How "Device Fingerprinting" Tracks You Without Cookies, Your Knowledge, or Consent | Motherboard
The more closely you examine online privacy, the more it becomes clear that you can’t get online without giving something away.

BY BEN RICHMOND

The more closely you examine online privacy, the more it becomes clear that you can’t get online without giving something away.

Even if there are measures you can take, like enabling “Do Not Track” on your browser or switching to Tor, and even with legal protections in place, like those restricting cookies, loading a webpage requires a give-and-take, and what your browser gives away through Javascript or Flash could be enough for you to be identified and tracked.

study out this week from KU Leuven-iMinds researchers confirms this reality: Tracking users without their knowledge or consent via hidden scripts that uncover the users’ “device fingerprint,” they found, is much more widespread than previously thought.

Web applications need information on the device where they’re being employed so they can present the content correctly—the right dimensions, with compatible media, in a font that you have, and on and on. 

“Web-based device fingerprinting” is the process of collecting enough of that information through the browser to perform stateless, which is to say cookie-free, device identification that is, for practical purposes, unique.
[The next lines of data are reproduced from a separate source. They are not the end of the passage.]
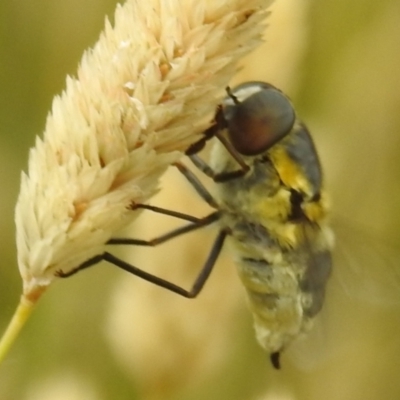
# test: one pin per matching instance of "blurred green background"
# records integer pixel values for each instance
(103, 335)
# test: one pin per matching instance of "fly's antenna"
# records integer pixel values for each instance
(231, 95)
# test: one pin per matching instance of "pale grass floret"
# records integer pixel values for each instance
(146, 91)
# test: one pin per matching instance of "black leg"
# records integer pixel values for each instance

With the right information, these fingerprints can be collected by private companies who then store and use it to track the device across the Web.
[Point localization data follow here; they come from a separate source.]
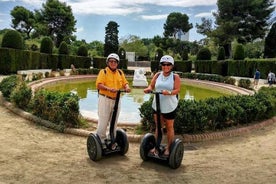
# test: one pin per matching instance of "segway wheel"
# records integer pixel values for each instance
(148, 142)
(176, 154)
(94, 148)
(122, 141)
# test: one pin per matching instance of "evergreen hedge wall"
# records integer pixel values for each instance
(12, 60)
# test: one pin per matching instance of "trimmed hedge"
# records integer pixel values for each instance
(217, 113)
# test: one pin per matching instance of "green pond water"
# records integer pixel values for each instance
(130, 102)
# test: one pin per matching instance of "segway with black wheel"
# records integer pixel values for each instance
(149, 142)
(96, 149)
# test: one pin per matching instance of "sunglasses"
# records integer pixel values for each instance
(168, 64)
(113, 61)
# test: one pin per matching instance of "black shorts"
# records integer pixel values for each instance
(170, 115)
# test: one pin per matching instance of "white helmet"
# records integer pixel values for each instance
(167, 58)
(114, 56)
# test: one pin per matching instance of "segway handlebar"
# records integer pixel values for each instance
(155, 92)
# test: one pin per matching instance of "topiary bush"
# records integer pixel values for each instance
(59, 108)
(63, 48)
(122, 53)
(7, 85)
(239, 53)
(82, 51)
(46, 45)
(13, 39)
(215, 114)
(204, 54)
(221, 53)
(21, 95)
In 2010, Electronic Free Foundation’s Peter Eckersley demonstrated that “benign characteristics of a browser’s environment” that it transmits upon a website’s request—stuff like the browser’s version, its screen dimensions, list of plugins and list of installed fonts—is enough to create a unique device-specific fingerprint. Among the half-million users with Java or Flash who visited panopticlick.eff.org, 94.2 percent of them could be identified and tracked without the need for browser or Flash cookies.